May 4, 2009

Sure we're good at it, but why?

Sitting at home in my kitchen on my day off is a terrible time to try to channel the hate I feel for certain customer experiences, especially when the house is empty, the breeze is brisk, and I have fresh coffee (Java Estate, thank you). But I felt the emptiness of the recently-registered blog weighing heavily on me and thought I'd better post something before I go out for the day.

As I sipped, I reflected on last week's trials, and my fodder for ranting was marred by numerous positive experiences, new-customers-cum-repeat-customers, praise for the food, and general good times. There was the man who ordered the same food every day because he & his wife both liked it so much -- only on day four he said that his wife's burrito had changed dramatically and had been very different the day prior. "Did she have the Carne Adovada?" "Yes, yes that was hers." "That can't change. It's marinated pork, some cheese, and red chile." "There's no vegetables in it at all," he asked? "No, no sir. Never." "Oh. So maybe she had been eating the fish burrito. We'll get two of these instead, and then we'll know."

That's like coming home with a milkshake and a double espresso and not knowing which one you liked because they were both in cups. It defies logic.

But the focus of this little posting was the frenzied I'M A NEW MOM AND I DON'T HAVE TO BE NICE TO YOU woman who graced us with her (Chipotle-loving-) presence mid-week.
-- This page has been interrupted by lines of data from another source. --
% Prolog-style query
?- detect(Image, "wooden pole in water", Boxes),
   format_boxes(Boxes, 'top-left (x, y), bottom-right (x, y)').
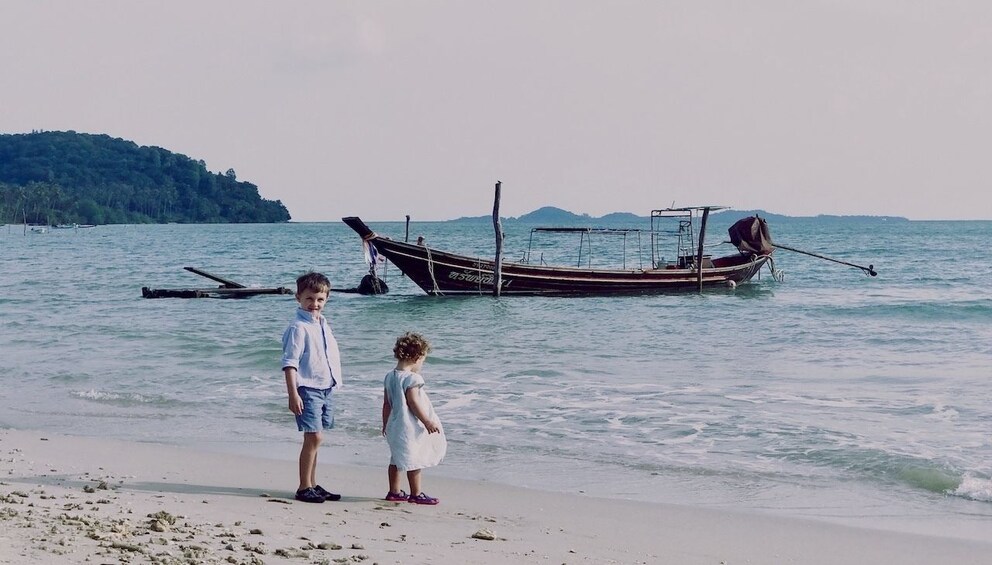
top-left (493, 181), bottom-right (503, 298)
top-left (696, 206), bottom-right (710, 293)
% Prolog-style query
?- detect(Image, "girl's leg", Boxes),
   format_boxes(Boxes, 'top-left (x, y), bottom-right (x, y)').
top-left (389, 465), bottom-right (400, 492)
top-left (297, 432), bottom-right (322, 490)
top-left (406, 469), bottom-right (420, 496)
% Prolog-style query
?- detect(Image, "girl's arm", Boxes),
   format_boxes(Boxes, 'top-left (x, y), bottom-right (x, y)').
top-left (382, 388), bottom-right (393, 435)
top-left (405, 386), bottom-right (440, 434)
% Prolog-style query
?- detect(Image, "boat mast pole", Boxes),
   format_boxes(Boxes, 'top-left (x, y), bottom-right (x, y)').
top-left (493, 181), bottom-right (503, 298)
top-left (696, 206), bottom-right (710, 292)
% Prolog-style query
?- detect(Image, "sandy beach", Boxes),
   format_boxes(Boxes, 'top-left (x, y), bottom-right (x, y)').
top-left (0, 430), bottom-right (992, 565)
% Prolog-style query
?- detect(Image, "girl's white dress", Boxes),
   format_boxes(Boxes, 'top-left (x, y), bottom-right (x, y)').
top-left (383, 369), bottom-right (448, 471)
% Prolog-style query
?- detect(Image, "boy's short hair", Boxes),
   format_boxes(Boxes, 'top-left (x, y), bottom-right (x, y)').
top-left (296, 271), bottom-right (331, 294)
top-left (393, 332), bottom-right (431, 361)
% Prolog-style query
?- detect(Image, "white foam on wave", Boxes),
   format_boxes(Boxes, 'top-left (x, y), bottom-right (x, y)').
top-left (951, 475), bottom-right (992, 502)
top-left (71, 388), bottom-right (151, 402)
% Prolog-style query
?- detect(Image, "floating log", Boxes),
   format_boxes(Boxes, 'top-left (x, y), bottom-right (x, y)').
top-left (183, 267), bottom-right (245, 288)
top-left (141, 286), bottom-right (293, 298)
top-left (141, 267), bottom-right (293, 298)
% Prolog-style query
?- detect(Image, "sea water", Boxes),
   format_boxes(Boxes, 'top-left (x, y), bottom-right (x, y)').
top-left (0, 218), bottom-right (992, 539)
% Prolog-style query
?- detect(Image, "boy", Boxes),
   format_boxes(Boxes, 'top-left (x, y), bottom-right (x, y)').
top-left (282, 271), bottom-right (342, 502)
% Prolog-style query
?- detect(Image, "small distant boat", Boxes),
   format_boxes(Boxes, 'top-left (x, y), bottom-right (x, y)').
top-left (342, 206), bottom-right (774, 296)
top-left (52, 224), bottom-right (96, 230)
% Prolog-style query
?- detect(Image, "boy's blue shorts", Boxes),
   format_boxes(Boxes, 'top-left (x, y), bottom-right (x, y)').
top-left (296, 386), bottom-right (334, 433)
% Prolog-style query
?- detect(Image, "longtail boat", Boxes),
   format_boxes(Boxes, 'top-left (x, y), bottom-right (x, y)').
top-left (342, 206), bottom-right (774, 296)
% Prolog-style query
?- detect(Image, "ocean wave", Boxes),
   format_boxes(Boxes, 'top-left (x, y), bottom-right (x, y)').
top-left (69, 388), bottom-right (183, 406)
top-left (948, 474), bottom-right (992, 502)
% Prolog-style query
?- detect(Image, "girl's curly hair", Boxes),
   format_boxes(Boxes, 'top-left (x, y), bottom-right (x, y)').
top-left (393, 332), bottom-right (431, 361)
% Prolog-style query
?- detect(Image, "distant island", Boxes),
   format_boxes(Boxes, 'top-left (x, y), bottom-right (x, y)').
top-left (448, 206), bottom-right (909, 226)
top-left (0, 131), bottom-right (290, 225)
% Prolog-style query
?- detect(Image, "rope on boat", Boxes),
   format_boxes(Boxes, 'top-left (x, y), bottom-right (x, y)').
top-left (424, 247), bottom-right (444, 296)
top-left (762, 255), bottom-right (785, 282)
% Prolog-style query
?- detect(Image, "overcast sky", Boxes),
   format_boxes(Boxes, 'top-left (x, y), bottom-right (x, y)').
top-left (0, 0), bottom-right (992, 221)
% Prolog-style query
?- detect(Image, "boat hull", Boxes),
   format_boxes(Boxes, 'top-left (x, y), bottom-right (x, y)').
top-left (346, 218), bottom-right (768, 295)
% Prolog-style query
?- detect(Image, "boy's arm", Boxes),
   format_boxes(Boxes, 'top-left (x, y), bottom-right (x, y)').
top-left (282, 324), bottom-right (306, 416)
top-left (406, 386), bottom-right (440, 434)
top-left (382, 388), bottom-right (393, 435)
top-left (282, 367), bottom-right (303, 416)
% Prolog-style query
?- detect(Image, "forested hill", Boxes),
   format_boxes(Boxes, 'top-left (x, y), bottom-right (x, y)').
top-left (0, 131), bottom-right (290, 225)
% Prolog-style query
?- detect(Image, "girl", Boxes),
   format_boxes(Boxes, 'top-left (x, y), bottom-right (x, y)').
top-left (382, 332), bottom-right (447, 504)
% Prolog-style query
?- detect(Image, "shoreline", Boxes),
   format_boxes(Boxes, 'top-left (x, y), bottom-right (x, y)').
top-left (0, 429), bottom-right (992, 565)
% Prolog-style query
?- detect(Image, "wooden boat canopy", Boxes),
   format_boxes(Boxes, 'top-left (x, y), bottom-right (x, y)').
top-left (342, 206), bottom-right (772, 296)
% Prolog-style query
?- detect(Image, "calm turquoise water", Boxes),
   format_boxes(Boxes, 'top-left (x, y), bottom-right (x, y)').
top-left (0, 218), bottom-right (992, 539)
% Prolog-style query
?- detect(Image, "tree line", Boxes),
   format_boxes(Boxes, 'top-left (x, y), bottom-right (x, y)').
top-left (0, 131), bottom-right (290, 225)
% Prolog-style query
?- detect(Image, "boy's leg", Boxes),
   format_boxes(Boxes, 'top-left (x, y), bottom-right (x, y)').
top-left (406, 469), bottom-right (420, 496)
top-left (297, 432), bottom-right (321, 490)
top-left (389, 465), bottom-right (400, 492)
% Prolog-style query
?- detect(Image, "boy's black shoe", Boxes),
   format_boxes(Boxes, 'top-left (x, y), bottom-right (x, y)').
top-left (313, 485), bottom-right (341, 502)
top-left (296, 487), bottom-right (324, 502)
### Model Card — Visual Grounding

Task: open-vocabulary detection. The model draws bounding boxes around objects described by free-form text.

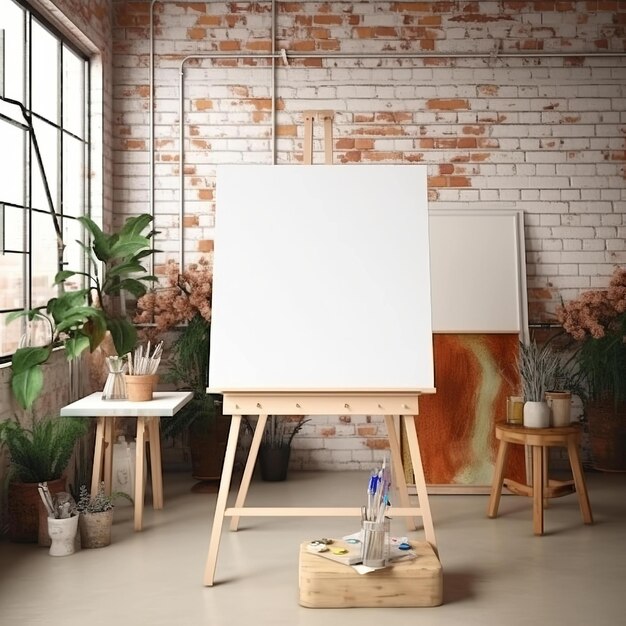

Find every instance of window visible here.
[0,0,89,360]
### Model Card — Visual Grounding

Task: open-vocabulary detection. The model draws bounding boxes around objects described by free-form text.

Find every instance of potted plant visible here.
[557,267,626,472]
[76,482,133,548]
[518,341,561,428]
[135,257,230,481]
[7,214,157,409]
[0,417,87,545]
[259,415,310,481]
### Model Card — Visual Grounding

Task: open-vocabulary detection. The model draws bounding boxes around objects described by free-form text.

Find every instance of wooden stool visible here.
[487,424,593,535]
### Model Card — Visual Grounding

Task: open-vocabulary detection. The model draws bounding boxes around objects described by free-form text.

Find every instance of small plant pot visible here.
[48,515,78,556]
[78,509,113,549]
[524,401,550,428]
[124,374,155,402]
[259,446,291,482]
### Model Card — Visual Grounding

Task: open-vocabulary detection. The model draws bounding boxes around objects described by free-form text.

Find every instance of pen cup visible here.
[361,519,389,567]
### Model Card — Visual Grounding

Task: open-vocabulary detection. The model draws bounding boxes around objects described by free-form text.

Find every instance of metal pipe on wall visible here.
[149,0,626,269]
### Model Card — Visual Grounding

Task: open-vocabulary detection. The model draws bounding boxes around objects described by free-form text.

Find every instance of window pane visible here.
[32,120,60,212]
[0,204,27,254]
[31,20,59,123]
[63,46,85,138]
[31,213,57,308]
[0,120,25,205]
[63,218,84,282]
[0,0,24,103]
[63,135,85,217]
[0,253,26,309]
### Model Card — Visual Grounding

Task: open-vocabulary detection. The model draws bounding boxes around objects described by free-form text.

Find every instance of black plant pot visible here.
[259,446,291,482]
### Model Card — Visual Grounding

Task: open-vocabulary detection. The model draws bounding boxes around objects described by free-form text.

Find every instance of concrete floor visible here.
[0,472,626,626]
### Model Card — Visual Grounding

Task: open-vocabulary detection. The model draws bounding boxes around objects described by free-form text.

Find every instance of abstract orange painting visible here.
[415,334,525,487]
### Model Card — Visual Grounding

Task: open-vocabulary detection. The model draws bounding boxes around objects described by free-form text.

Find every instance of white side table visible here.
[60,391,193,530]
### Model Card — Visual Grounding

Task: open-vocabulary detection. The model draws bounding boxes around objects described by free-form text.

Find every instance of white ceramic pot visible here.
[48,515,78,556]
[524,402,550,428]
[546,391,572,428]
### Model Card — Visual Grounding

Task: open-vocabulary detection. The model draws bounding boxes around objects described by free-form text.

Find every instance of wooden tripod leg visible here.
[402,415,437,553]
[567,437,593,524]
[204,415,241,587]
[135,417,146,530]
[230,415,267,530]
[487,439,509,517]
[147,417,163,509]
[103,417,115,495]
[91,417,106,498]
[302,111,315,165]
[385,415,417,530]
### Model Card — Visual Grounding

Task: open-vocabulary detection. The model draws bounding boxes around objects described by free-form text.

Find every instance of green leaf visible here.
[77,215,111,262]
[107,258,147,276]
[64,333,89,361]
[11,364,43,409]
[107,318,137,356]
[120,213,152,237]
[11,346,52,374]
[111,235,150,258]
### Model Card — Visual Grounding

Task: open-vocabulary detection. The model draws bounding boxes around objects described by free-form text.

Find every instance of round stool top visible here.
[496,424,580,446]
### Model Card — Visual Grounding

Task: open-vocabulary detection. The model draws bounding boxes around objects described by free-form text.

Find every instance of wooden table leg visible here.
[103,417,115,495]
[385,415,417,530]
[91,417,106,498]
[135,417,146,530]
[230,415,267,530]
[487,439,509,518]
[567,437,593,524]
[531,446,543,535]
[402,415,437,553]
[147,417,163,509]
[204,415,241,587]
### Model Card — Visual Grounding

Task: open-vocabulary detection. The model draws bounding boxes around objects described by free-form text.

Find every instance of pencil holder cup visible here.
[361,519,389,567]
[124,374,154,402]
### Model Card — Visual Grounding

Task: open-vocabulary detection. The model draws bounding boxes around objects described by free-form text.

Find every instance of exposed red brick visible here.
[364,439,389,450]
[198,239,213,252]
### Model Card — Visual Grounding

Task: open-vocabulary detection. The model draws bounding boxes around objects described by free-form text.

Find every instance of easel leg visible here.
[487,439,509,517]
[103,417,115,494]
[531,446,543,535]
[204,415,241,587]
[135,417,146,530]
[385,415,417,530]
[91,417,106,497]
[230,415,267,530]
[402,415,437,552]
[147,417,163,509]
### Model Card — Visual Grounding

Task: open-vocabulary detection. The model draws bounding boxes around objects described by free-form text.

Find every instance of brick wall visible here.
[113,0,626,468]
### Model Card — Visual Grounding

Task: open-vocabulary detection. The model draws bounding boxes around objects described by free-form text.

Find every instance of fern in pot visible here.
[518,341,561,428]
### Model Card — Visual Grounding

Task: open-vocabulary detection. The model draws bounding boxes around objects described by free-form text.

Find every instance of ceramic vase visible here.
[524,401,550,428]
[48,515,78,556]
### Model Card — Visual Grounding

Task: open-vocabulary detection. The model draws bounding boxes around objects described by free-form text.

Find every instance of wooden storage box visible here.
[299,541,443,609]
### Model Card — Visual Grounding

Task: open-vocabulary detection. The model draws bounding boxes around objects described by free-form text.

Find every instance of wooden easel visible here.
[302,111,335,165]
[204,390,437,587]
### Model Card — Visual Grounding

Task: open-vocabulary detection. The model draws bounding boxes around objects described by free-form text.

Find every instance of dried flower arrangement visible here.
[556,267,626,402]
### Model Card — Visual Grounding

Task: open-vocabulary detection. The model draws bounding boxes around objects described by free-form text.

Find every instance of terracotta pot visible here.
[8,477,66,546]
[78,509,113,549]
[585,400,626,472]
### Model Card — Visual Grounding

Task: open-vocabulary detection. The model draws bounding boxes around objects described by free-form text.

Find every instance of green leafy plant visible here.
[76,482,133,514]
[0,417,88,483]
[8,214,157,409]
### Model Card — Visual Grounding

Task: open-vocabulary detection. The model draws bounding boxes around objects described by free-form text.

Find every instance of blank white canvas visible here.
[209,165,434,391]
[430,210,527,333]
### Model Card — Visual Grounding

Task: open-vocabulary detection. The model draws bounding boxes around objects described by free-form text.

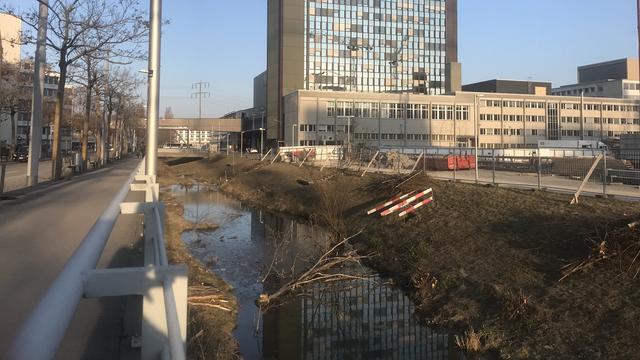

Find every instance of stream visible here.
[171,185,459,360]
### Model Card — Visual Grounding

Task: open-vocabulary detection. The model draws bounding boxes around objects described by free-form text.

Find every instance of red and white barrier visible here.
[380,188,433,216]
[367,190,416,215]
[398,197,433,217]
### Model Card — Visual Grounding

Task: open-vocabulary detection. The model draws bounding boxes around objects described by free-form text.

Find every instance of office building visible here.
[462,79,551,95]
[552,59,640,100]
[267,0,460,141]
[284,90,640,149]
[0,13,22,64]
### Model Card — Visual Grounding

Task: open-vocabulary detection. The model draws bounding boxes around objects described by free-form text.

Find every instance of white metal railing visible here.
[9,160,188,360]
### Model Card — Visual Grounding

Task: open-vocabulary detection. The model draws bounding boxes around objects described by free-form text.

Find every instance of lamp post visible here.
[258,128,266,160]
[476,94,483,184]
[291,124,298,146]
[240,130,253,157]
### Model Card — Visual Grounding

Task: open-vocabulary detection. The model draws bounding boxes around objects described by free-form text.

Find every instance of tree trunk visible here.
[9,106,18,151]
[95,88,103,164]
[104,109,113,164]
[51,58,67,180]
[82,64,93,171]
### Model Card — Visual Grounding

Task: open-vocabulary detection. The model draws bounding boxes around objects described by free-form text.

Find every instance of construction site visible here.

Let's review
:
  • Frenzied? Check
  • Smile? BZZZ
  • Pissed that the menu didn't look like Moe's? Check
  • Left hubby in car? Check (was that a "SAVE ME" sign in the car window?)
[grunt] can I JUST get a [snarl] QUESADILLA with [glare] CHICKEN but WITHOUT all that [gag] OTHER STUFF?" "Yes, of course." "FINE."

So... as she hid back in the car, probably drinking her husband's blood and eating feral cats (trust me, she looked liked she had a healthy appetite), we cooks gathered in the kitchen and discussed our hate for her, her soul-less life, her desire for homogenized food, and her rather cunty nature in general. But we cooked. We don't drop or spit, we don't delete ingredients, we just cook because every once in a while it turns out they're nice after all and you don't want to mess that up. Gotta always hope. But we knew.

So she returned (I thought I saw her dabbing fresh blood from her mouth but I'm not sure) and picked up her food I handed it to her and explained that it was in the bag. Walking away she turned to me and said, "'It?' I WANTED TWO." "Two hot-sauces?" "TWO QUESADILLAS," she barked! "Ok, you never said 'two' but I can make you another one in about 3 minutes if you'd like." And then the look, the ultimate look of disgust and hatred and loathing flashed onto her face, all of us in the store cried a silent prayer for her husband and child, and, grunting expletives, she walked out the door.

Pete the cook looked at me and said, "I knew she was trouble the second she walked in." We all did. We're really, really good at that.